Miraçtaki bahtiyarlık
Fedai, feda ederek bahtiyar olur.
Bana bu yeni yıl yazısını yazdıran, sevgili arkadaşım Prof. Dr. Tülin Oygür’dür. 19 Kasım 2013 günü şöyle yazıyordu:
“Gazi Üniversitesi’nde bölüm başkanıydım. Bir öğretim üyesi olarak en verimli denebilecek dönemimdeydim. Türkiye şartlarında iyi maaş alıyordum. Ama gözümü ve yüreğimi Türkiye gerçeklerine kapatamazdım. Kendini çok sevenlerden olamazdım.
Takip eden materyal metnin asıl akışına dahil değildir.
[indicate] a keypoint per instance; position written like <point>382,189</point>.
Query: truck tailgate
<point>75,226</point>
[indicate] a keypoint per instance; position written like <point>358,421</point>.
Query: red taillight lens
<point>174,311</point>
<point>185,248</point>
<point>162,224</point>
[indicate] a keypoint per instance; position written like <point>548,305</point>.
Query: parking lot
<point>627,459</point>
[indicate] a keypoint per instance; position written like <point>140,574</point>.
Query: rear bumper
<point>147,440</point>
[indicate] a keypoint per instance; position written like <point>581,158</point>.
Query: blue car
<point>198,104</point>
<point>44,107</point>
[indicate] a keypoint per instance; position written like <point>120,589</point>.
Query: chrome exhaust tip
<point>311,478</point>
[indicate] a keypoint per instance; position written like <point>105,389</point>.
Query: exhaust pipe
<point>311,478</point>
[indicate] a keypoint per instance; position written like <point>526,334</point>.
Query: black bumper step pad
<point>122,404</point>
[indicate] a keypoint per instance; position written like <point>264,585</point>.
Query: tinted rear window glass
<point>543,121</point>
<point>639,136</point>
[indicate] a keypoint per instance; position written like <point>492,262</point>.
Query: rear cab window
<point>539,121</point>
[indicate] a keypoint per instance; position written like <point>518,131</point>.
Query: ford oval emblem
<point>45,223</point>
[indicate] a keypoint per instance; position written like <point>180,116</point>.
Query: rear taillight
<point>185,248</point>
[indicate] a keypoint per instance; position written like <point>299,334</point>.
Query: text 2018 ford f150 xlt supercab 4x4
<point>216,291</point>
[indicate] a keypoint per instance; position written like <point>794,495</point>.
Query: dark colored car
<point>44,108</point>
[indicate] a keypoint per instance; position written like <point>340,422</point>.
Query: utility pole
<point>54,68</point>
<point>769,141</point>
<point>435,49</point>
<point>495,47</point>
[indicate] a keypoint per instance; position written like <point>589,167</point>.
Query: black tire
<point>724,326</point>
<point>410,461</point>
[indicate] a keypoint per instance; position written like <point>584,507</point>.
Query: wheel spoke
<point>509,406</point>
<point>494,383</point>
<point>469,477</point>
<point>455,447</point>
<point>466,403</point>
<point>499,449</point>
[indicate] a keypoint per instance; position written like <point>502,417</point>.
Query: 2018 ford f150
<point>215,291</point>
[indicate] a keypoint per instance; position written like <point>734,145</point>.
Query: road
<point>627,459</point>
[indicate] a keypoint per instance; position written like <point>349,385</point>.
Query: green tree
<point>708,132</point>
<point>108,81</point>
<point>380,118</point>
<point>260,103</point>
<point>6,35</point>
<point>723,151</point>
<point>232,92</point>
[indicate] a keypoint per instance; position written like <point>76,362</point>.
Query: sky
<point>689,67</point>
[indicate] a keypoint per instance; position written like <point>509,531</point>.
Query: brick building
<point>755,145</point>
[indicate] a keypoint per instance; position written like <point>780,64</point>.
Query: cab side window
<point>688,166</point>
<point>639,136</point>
Kendi şartlarımız ne kadar iyi olursa olsun, yanı başımızdaki yoksulluk, ülkemizdeki gericilik, dünyadaki büyük sömürü, bizi kanatan yaradır. Anlarsınız ki, yaşamınızı anlamlı kılacak tek şey, verebileceklerinizi çıkarıp vermektir.
“2012 yılı yazında bir gün Toros sokağa gittim. İçeri girdim ve ‘Partiye kaydolmaya geldim’ dedim. Artık İşçi Partiliydim ve Nâzım Hikmet gibi bahtiyarım.’
“Kendi rahatını bilme kültürü ortamında kendimi yalnız hissediyordum. Artık kendimi yalnız hissetmiyorum. ‘Feda olsun’ sözünün toprak gibi, güneş gibi doğal durduğu böylesi bir topluluk içinde, ancak bahtiyar olunur.”
2014 yılında bahtiyar olmanızı diliyorum.
ADRES YAZMAYAN OKURLARIMIZA
YENİ YIL DİLEĞİ
Bir çok okurumuzdan, sağolsunlar mektuplar alıyorum. Cevap yazmaktan bahtiyarım. Gecikirsem bağışlayınız. Adres yazmayan okurlarımızın 2014 yılında bahtiyar olmalarını diliyorum.